Moving Day
Visiting Western Massachussetts this weekend—Angelina sang at Tanglewood—we visited the Norman Rockwell Museum. It was beautiful in the Berkshires and while I can’t speak to the comprehensiveness of the collection, it was just what I wanted. Norman Rockwell is one of my favorite americana motifs to wallow in.
At the museum’s center was the Four Freedoms paintings. The feeling I had from reading that speech in high school—and the Port Huron Statement in college—is one of my most comforting whenever I get bogged in the cynicism of politics: that the current state of affairs (whatever they may be) is not for lack of dreams.
When looking at the paintings, I had to remind myself of the false appeal I hear to _better times. _As I learned from the museum, much of what I consider fantasy was that—the policy during the Great Depression was to avoid grim reality—or the lack of color among faces—the policy of the Saturday Evening Post was to only show african-americans if they were performing a service job.

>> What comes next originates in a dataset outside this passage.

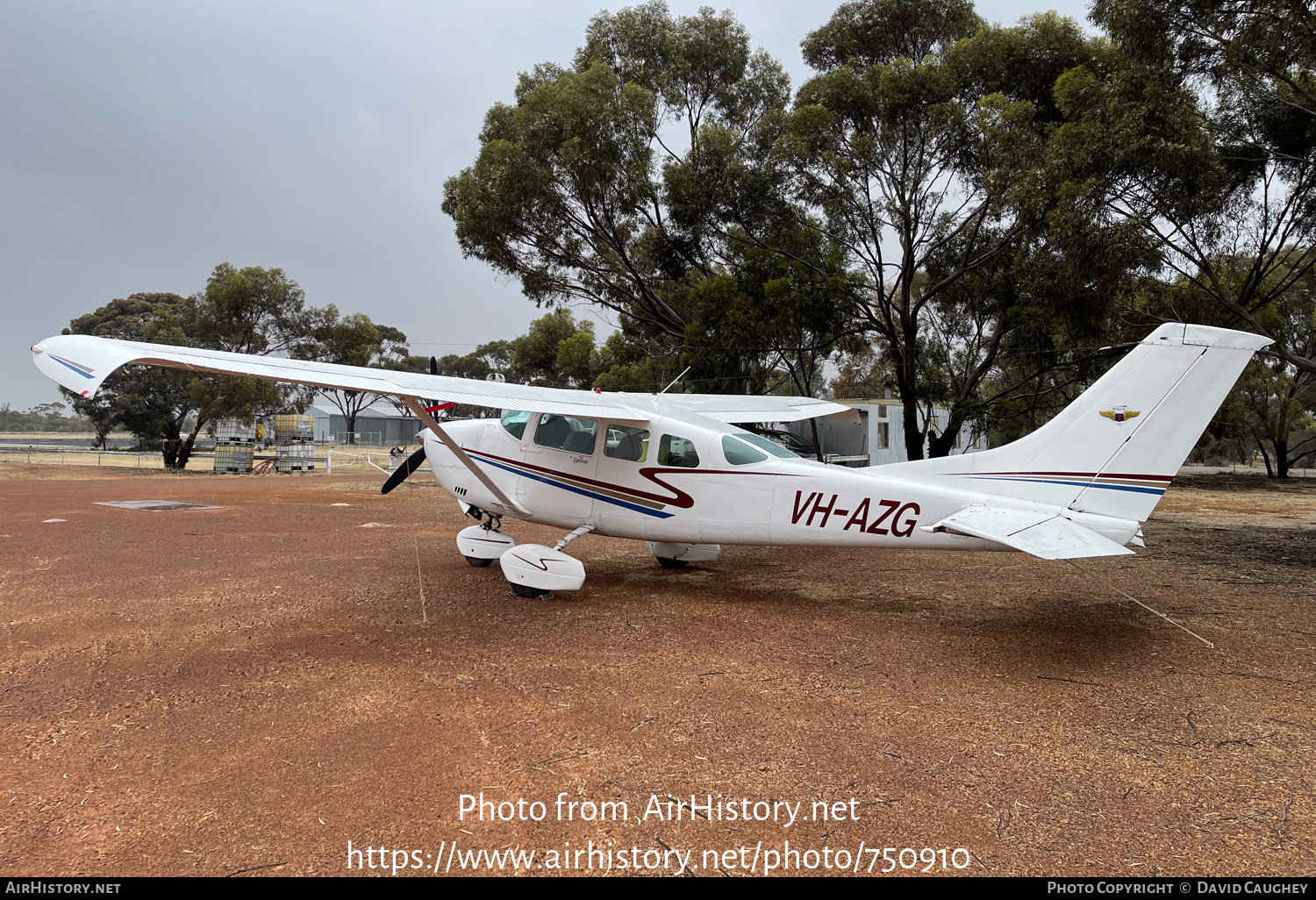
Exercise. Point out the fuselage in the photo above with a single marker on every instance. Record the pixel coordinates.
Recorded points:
(703, 482)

As a tool, the drawings make a powerful message for equality and pluralism: Isn’t this wonderful? Shouldn’t have this idyllic life. This shouldn’t be an America reserved for just one race or class. Which brings up what all this harkens too—and ironically in this context, I am least moved by the I have a dream _part—_is that these paintings are the promissory notes of which all should be able to cash.